BEST Mexican Shrimp Ceviche - VIDEO!!
Try for yourself and see why this Mexican shrimp ceviche recipe is the BEST shrimp ceviche you can possibly find. I mean it. And in the video and post I even give you the low-down on the best & healthiest kind of shrimp to buy.
Prep Time25 minutes mins
Cook Time5 minutes mins
Total Time30 minutes mins
Course: Appetizer, Brunch, dinner, lunch, Main
Cuisine: Mexican
Servings: 8
Calories: 311kcal
- 2 pounds shrimp frozen or raw, peeled with tail off
- 1 red onion diced
- 5 Persian cucumbers diced
- 2 avocados diced (firm is better than soft so that they don't get mashed in the dish)
- 1 pound cherry or plum tomatoes cut in half
- 1 cup frozen corn (if you can find fire-roasted frozen corn, that's really great in this recipe too)

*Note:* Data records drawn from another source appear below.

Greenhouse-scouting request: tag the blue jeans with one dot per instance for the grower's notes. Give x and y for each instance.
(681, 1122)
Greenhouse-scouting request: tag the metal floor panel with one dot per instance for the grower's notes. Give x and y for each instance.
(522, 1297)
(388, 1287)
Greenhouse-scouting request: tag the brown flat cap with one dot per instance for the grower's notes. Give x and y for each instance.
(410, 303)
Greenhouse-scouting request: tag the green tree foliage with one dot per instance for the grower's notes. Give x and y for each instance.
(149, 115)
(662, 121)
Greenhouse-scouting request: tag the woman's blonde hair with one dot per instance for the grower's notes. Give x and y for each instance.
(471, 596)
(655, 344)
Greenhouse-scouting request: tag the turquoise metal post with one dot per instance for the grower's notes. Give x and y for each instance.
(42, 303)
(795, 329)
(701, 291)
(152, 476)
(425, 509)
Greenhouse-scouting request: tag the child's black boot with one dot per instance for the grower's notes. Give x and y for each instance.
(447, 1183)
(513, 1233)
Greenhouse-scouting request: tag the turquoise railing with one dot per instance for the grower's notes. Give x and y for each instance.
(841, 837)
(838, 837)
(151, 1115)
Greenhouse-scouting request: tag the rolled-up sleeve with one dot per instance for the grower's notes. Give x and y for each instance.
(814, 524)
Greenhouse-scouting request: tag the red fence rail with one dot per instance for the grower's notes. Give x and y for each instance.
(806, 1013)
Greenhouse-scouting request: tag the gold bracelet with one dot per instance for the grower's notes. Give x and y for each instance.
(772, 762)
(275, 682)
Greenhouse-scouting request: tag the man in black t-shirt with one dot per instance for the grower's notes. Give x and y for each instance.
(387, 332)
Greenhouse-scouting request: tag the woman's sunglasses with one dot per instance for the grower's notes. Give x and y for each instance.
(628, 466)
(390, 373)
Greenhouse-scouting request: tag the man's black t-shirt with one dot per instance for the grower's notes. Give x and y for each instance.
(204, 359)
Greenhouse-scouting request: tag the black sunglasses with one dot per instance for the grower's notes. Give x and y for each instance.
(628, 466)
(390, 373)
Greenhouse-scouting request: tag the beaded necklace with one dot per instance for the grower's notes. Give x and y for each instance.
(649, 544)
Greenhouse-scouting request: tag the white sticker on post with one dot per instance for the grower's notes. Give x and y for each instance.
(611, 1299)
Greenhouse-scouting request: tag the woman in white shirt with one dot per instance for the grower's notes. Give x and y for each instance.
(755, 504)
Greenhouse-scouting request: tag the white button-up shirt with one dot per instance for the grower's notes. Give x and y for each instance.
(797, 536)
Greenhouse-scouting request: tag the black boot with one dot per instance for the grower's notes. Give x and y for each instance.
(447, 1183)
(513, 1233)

- 1 bunch cilantro chopped
- 1 cup fresh squeezed lime juice
- 4 tablespoons extra virgin olive oil
- 4 teaspoons sea salt
- ¼ cup ketchup (I prefer the taste of Kensington's organic ketchup)
- few dashes favorite hot sauce (I prefer Tapatio). Add as much as you prefer.
Boil a pot of water. Add 2 teaspoons sea salt to the boiling water.
Add the shrimp for a few minutes or until just cooked. Look for the tails to curl up, which indicates they are cooked. Remove cooked shrimp to a clean plate.
When cool enough to handle, dice shrimp into chunks and add to the largest glass bowl you own. Add half of the lime juice and toss together.
Add in onion, cucumbers, avocados, tomatoes, frozen corn, and cilantro.
Add the rest of the lime juice to a small mixing bowl and mix in olive oil, 2 teaspoons of sea salt, ketchup, and as much or as little hot sauce as you like.
Add this mixture to the bowl of shrimp and veggies and give it a good toss.
Serve shrimp ceviche with tortilla chips or tostadas.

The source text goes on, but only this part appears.